Myth #1 Fluoride Doesn’t Impact Tooth Decay
Drinking water with fluoride and brushing your teeth regularly with a fluoride toothpaste strengthens your teeth directly as the fluoride combines with the calcium and phosphate that is already in your saliva. When the calcium, phosphate, and fluoride are combined with each other, it creates fluorapatite. When the fluorapatite washes over your teeth as you swallow your saliva or while you eat, it washes and strengthens your teeth directly.

Myth #2: You’ll Develop Fluorosis
Fluorosis is a condition where fluoride significantly hardens and stains teeth developed early in childhood. Individuals with fluorosis have an incredible resistance to developing cavities, but the condition also can leave deep pits in teeth and a stained yellow color. If you didn’t develop this during your early childhood while your adult teeth were forming, you won’t develop this condition after the teeth have developed and have erupted.

Myth #3: Fluoride is Dangerous to Drink
While fluoride is a natural element in water, the process of adding fluoride to drinking water, called fluoridation, is a common water treatment across the United States. For nearly the last 100 years, it’s been a safe and effective additive to drinking water, and it particularly helps to fight tooth decay. For every $1 invested into fluoridation it saves $38 in dental bills.

Myth #4: Fluoride is Dangerous for Children
While children under eight years old are at risk for developing fluorosis, it takes an extremely high amount of fluoride for children to develop that condition. Fluoride is safe for consumption.
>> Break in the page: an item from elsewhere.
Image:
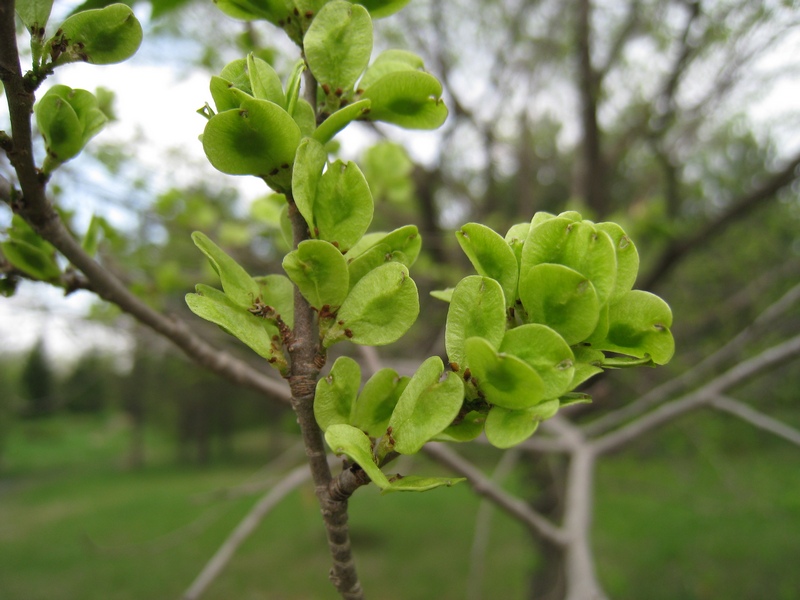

It is naturally found in water and is a necessary element to combat tooth decay with. While excessive exposure is rare, fluoride can cause skeletal and thyroid problems, but remember, you and your family will not be exposed to excessive amounts only through drinking water and using dental products.

Myth #5: Fluoride in Toothpaste Isn’t Necessary Because It’s In Water
While most drinking water across the United States has fluoride in it, it’s difficult to gauge how much fluoride you’re actually consuming and introducing into your system. Regularly brushing with fluoride toothpaste takes out that guess work and you’ll always have a consistent amount of fluoride cleaning and strengthening your teeth. Using this website, you can see if your county’s water is fluoridated. If it isn’t, take extra precautions to add fluoride by using a fluoride toothpaste.